Metadata-Version: 1.2
Name: python-edgar
Version: 2.3
Summary: Download the SEC fillings index from EDGAR since 1993
Home-page: https://github.com/edouardswiac/python-edgar
Author: Edouard Swiac
Author-email: edouard.swiac@gmail.com
License: MIT
Project-URL: Bug Tracker, https://github.com/edouardswiac/python-edgar/issues
Project-URL: Documentation, https://github.com/edouardswiac/python-edgar/blob/master/README.md
Project-URL: Source Code, https://github.com/edouardswiac/python-edgar/
Description-Content-Type: UNKNOWN
Description: [![Build Status](https://travis-ci.org/edouardswiac/python-edgar.svg?branch=master)](https://travis-ci.org/edouardswiac/python-edgar)
        
        
        # Build a master index of SEC filings since 1993 with `python-edgar`
        
        The SEC filings index is split in quarterly files since 1993 (1993-QTR1, 1993-QTR2...). By using `python-edgar` and some scripting, you can easily rebuild a master index of all filings since 1993 by stitching quarterly index files together. The master index file can be then feed to a database, a pandas dataframe, stata, etc... 
        
        An index file is a csv-like (pipe `|` separated) file that contains the following information:
          - Company name (eg. ```TWITTER, INC```)
          - Company CIK (eg.``` 0001418091```)
          - Filling date (eg. ```2013-10-03```)
          - Filling type (eg. ```S1```)
          - Filling URL on EDGAR (```edgar/data/1418091/0001193125-13-390321.txt```)
        
        Once `python-edgar` is finished downloading index files, you can open an index file with ```csv.csvreader``` or ```pandas.read_csv```  to have the data programmatically usable. Remember that the delimiter character is `|`!
        
        `python-edgar` can be used as a library called from another python script, or as a standalone script.
        
        ## Features 
        - Fast: parallel downloads with `multiprocessing`. The more CPUs you have the faster it'll go.

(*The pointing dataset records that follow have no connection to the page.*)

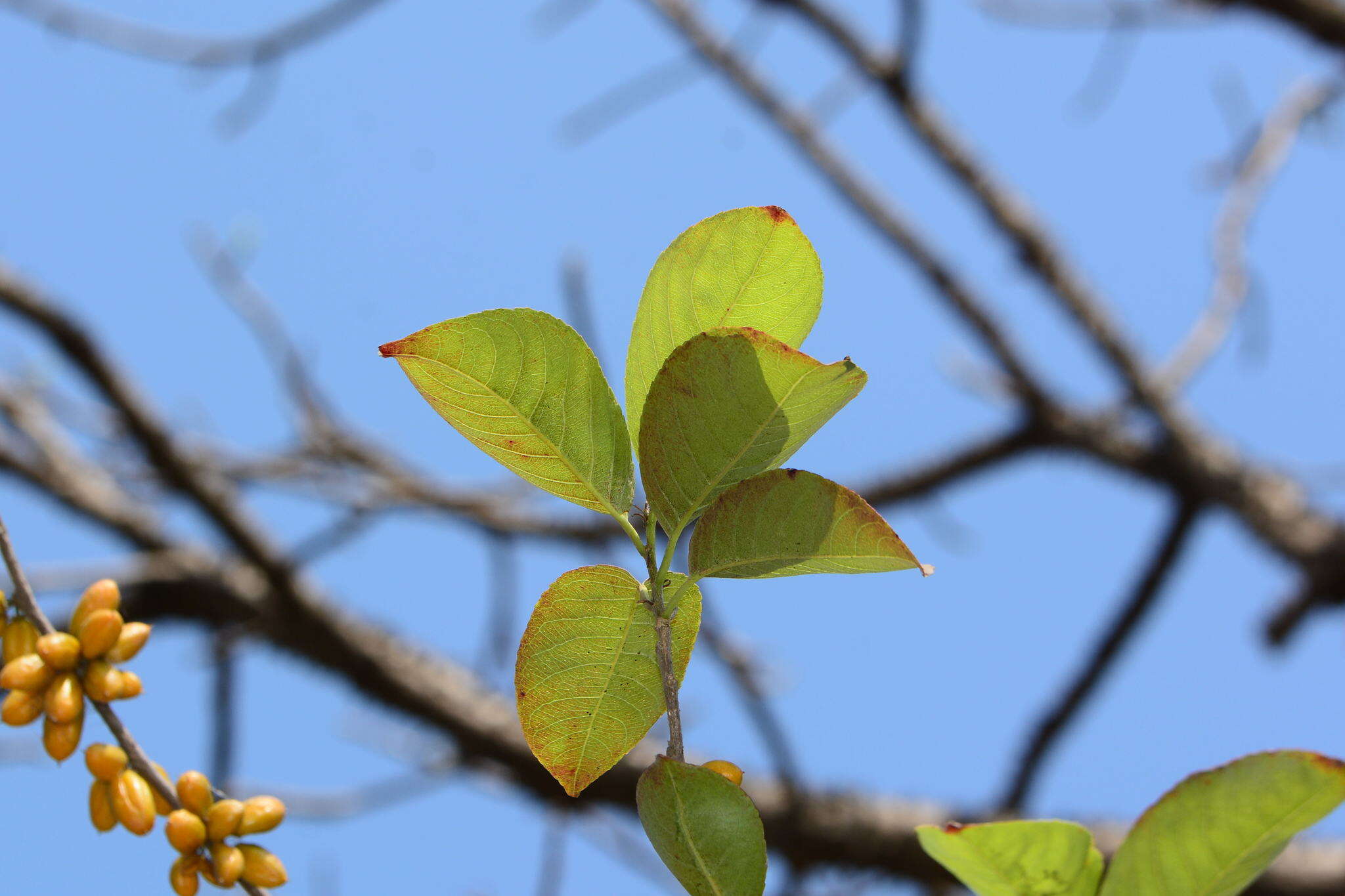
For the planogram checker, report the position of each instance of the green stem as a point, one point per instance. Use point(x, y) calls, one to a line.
point(630, 531)
point(663, 643)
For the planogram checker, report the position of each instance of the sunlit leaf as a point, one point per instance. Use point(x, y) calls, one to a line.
point(1017, 857)
point(586, 681)
point(1218, 830)
point(794, 523)
point(741, 268)
point(525, 389)
point(704, 828)
point(728, 405)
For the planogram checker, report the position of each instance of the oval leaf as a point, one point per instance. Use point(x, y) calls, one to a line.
point(794, 523)
point(586, 680)
point(1017, 857)
point(728, 405)
point(1218, 830)
point(704, 828)
point(523, 387)
point(741, 268)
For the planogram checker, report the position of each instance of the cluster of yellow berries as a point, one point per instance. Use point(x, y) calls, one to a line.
point(201, 830)
point(53, 673)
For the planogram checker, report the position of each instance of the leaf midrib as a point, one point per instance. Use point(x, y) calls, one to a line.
point(556, 450)
point(701, 498)
point(798, 557)
point(1248, 849)
point(684, 826)
point(607, 683)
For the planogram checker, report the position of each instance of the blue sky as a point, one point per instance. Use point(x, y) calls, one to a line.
point(412, 168)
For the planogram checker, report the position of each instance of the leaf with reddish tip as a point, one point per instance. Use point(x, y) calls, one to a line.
point(728, 405)
point(741, 268)
point(794, 523)
point(523, 387)
point(1218, 830)
point(704, 828)
point(1017, 857)
point(588, 681)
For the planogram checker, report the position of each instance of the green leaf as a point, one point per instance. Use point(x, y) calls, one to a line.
point(704, 828)
point(794, 523)
point(586, 681)
point(523, 387)
point(741, 268)
point(728, 405)
point(1017, 857)
point(1218, 830)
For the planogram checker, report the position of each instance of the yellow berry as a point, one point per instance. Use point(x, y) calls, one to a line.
point(65, 699)
point(100, 806)
point(102, 683)
point(102, 594)
point(194, 793)
point(261, 868)
point(260, 816)
point(26, 673)
point(228, 863)
point(725, 769)
point(183, 878)
point(186, 832)
point(20, 708)
point(129, 687)
point(20, 637)
point(223, 817)
point(61, 651)
point(62, 738)
point(105, 761)
point(133, 801)
point(133, 636)
point(99, 633)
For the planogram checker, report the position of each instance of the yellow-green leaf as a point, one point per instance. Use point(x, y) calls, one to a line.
point(525, 389)
point(1218, 830)
point(728, 405)
point(586, 681)
point(1017, 857)
point(704, 828)
point(741, 268)
point(794, 523)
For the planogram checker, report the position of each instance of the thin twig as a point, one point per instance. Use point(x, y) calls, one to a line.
point(223, 666)
point(864, 196)
point(1168, 553)
point(1254, 177)
point(181, 49)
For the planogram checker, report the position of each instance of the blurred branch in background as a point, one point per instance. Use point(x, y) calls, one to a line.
point(248, 586)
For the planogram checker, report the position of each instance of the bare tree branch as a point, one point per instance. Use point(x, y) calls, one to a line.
point(1251, 181)
point(1169, 550)
point(195, 51)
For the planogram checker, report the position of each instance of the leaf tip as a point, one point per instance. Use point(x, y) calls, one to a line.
point(391, 350)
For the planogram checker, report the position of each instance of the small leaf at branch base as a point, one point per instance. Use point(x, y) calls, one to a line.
point(794, 523)
point(741, 268)
point(704, 828)
point(1017, 857)
point(588, 681)
point(523, 387)
point(1218, 830)
point(728, 405)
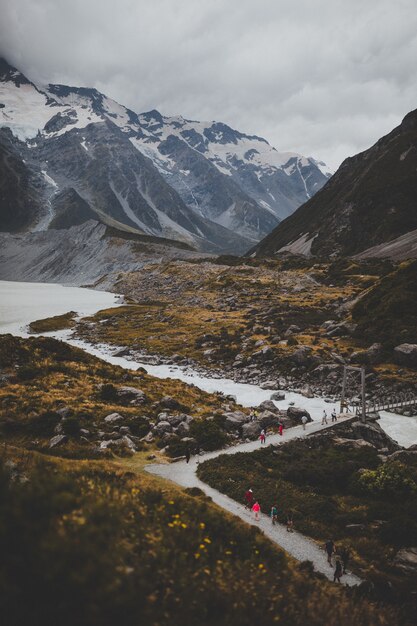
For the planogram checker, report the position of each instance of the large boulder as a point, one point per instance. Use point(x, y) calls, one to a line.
point(268, 405)
point(295, 415)
point(403, 455)
point(302, 356)
point(235, 420)
point(131, 395)
point(267, 419)
point(161, 428)
point(168, 402)
point(374, 434)
point(406, 354)
point(406, 559)
point(277, 396)
point(112, 418)
point(183, 429)
point(251, 430)
point(58, 440)
point(351, 444)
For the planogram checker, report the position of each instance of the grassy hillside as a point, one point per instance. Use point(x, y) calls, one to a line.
point(92, 544)
point(339, 493)
point(388, 311)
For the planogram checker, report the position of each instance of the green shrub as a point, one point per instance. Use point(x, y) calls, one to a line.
point(391, 479)
point(208, 434)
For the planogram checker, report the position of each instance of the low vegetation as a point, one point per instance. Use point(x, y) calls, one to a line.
point(50, 388)
point(96, 544)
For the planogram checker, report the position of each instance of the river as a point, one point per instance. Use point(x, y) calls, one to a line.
point(22, 303)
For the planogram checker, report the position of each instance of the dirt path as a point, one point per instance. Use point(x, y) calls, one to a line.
point(297, 545)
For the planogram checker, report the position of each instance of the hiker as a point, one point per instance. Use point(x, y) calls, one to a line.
point(345, 557)
point(338, 569)
point(256, 509)
point(248, 499)
point(330, 549)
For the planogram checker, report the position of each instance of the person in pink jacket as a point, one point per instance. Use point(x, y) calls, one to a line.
point(256, 509)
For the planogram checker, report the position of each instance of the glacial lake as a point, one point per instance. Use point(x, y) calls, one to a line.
point(22, 303)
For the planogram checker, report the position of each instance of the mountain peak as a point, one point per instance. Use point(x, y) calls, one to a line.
point(8, 73)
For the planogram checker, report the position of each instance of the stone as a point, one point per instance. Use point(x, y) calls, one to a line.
point(351, 444)
point(296, 414)
point(58, 440)
point(374, 434)
point(302, 356)
point(134, 396)
point(168, 402)
point(277, 396)
point(292, 329)
point(113, 418)
point(406, 354)
point(267, 419)
point(183, 429)
point(406, 559)
point(234, 421)
point(268, 405)
point(403, 455)
point(269, 384)
point(161, 428)
point(251, 430)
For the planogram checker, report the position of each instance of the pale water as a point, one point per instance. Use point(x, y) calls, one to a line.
point(22, 303)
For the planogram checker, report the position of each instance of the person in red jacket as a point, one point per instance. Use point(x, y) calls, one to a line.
point(256, 509)
point(249, 499)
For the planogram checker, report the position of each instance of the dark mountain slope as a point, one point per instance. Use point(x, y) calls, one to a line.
point(369, 201)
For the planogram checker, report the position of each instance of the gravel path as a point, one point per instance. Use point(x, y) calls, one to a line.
point(297, 545)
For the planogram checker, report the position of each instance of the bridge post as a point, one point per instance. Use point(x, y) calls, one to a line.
point(343, 395)
point(363, 394)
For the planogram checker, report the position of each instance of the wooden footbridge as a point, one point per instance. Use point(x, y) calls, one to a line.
point(362, 407)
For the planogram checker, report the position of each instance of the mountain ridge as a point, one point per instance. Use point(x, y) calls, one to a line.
point(216, 190)
point(368, 204)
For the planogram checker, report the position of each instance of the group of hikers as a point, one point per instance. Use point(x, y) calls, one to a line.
point(253, 505)
point(324, 417)
point(340, 558)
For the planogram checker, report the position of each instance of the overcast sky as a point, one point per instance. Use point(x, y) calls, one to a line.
point(325, 78)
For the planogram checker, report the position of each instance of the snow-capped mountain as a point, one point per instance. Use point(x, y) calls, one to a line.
point(368, 208)
point(70, 154)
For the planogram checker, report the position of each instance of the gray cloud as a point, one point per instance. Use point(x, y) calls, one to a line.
point(325, 78)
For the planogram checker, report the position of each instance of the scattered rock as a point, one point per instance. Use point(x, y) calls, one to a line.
point(295, 414)
point(278, 395)
point(113, 418)
point(406, 559)
point(133, 396)
point(406, 354)
point(251, 430)
point(352, 444)
point(58, 440)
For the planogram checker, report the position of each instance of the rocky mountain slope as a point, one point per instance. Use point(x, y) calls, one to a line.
point(82, 255)
point(70, 154)
point(369, 204)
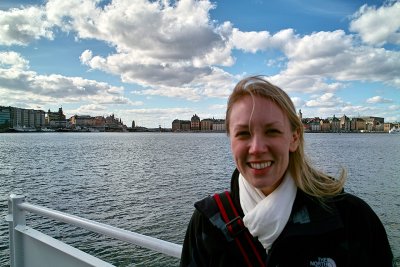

        - Efficient: retrieve compressed archives instead of raw index file that are 10 times bigger
        - Import as a library in your python project or run as a standalone script 
        - Python 2 & 3 Compatible with external 0 dependencies.
        
        ## Usage
        
        ### Using python-edgar as a library
        
        Install from pip in a virtualenv
        ```sh
        pip install python-edgar
        ```
        
        Call the library
        ```python
        import edgar
        edgar.download_index(download_directory, since_year)
        ```
        Output
        ```shell
        2018-06-23 12:41:46,451 - DEBUG - downloads will be saved to /var/folders/bv/2zbdkyyj14766dcw07x6zrrr0000gn/T/tmpr2Nk3o
        2018-06-23 12:41:46,451 - DEBUG - downloading files since 2017
        2018-06-23 12:41:46,451 - INFO - 6 index files to retrieve
        2018-06-23 12:41:46,465 - DEBUG - worker count: 4
        2018-06-23 12:41:48,359 - INFO - > downloaded https://www.sec.gov/Archives/edgar/full-index/2017/QTR3/master.zip to /var/folders/bv/2zbdkyyj14766dcw07x6zrrr0000gn/T/tmpr2Nk3o/2017-QTR3.tsv
        2018-06-23 12:41:48,611 - INFO - > downloaded https://www.sec.gov/Archives/edgar/full-index/2018/QTR2/master.zip to /var/folders/bv/2zbdkyyj14766dcw07x6zrrr0000gn/T/tmpr2Nk3o/2018-QTR2.tsv
        2018-06-23 12:41:48,649 - INFO - > downloaded https://www.sec.gov/Archives/edgar/full-index/2017/QTR4/master.zip to /var/folders/bv/2zbdkyyj14766dcw07x6zrrr0000gn/T/tmpr2Nk3o/2017-QTR4.tsv
        2018-06-23 12:41:48,935 - INFO - > downloaded https://www.sec.gov/Archives/edgar/full-index/2018/QTR1/master.zip to /var/folders/bv/2zbdkyyj14766dcw07x6zrrr0000gn/T/tmpr2Nk3o/2018-QTR1.tsv
        2018-06-23 12:41:49,750 - INFO - > downloaded https://www.sec.gov/Archives/edgar/full-index/2017/QTR2/master.zip to /var/folders/bv/2zbdkyyj14766dcw07x6zrrr0000gn/T/tmpr2Nk3o/2017-QTR2.tsv
        2018-06-23 12:41:50,237 - INFO - > downloaded https://www.sec.gov/Archives/edgar/full-index/2017/QTR1/master.zip to /var/folders/bv/2zbdkyyj14766dcw07x6zrrr0000gn/T/tmpr2Nk3o/2017-QTR1.tsv
        2018-06-23 12:41:50,376 - INFO - complete
        2018-06-23 12:41:50,377 - INFO - Files downloaded in /var/folders/bv/2zbdkyyj14766dcw07x6zrrr0000gn/T/tmpr2Nk3o
        ```
        
        ### Using python-edgar as a standalone script
        
        - Download this repository as a zip ("Clone or Download" green button, > Download as zip.) 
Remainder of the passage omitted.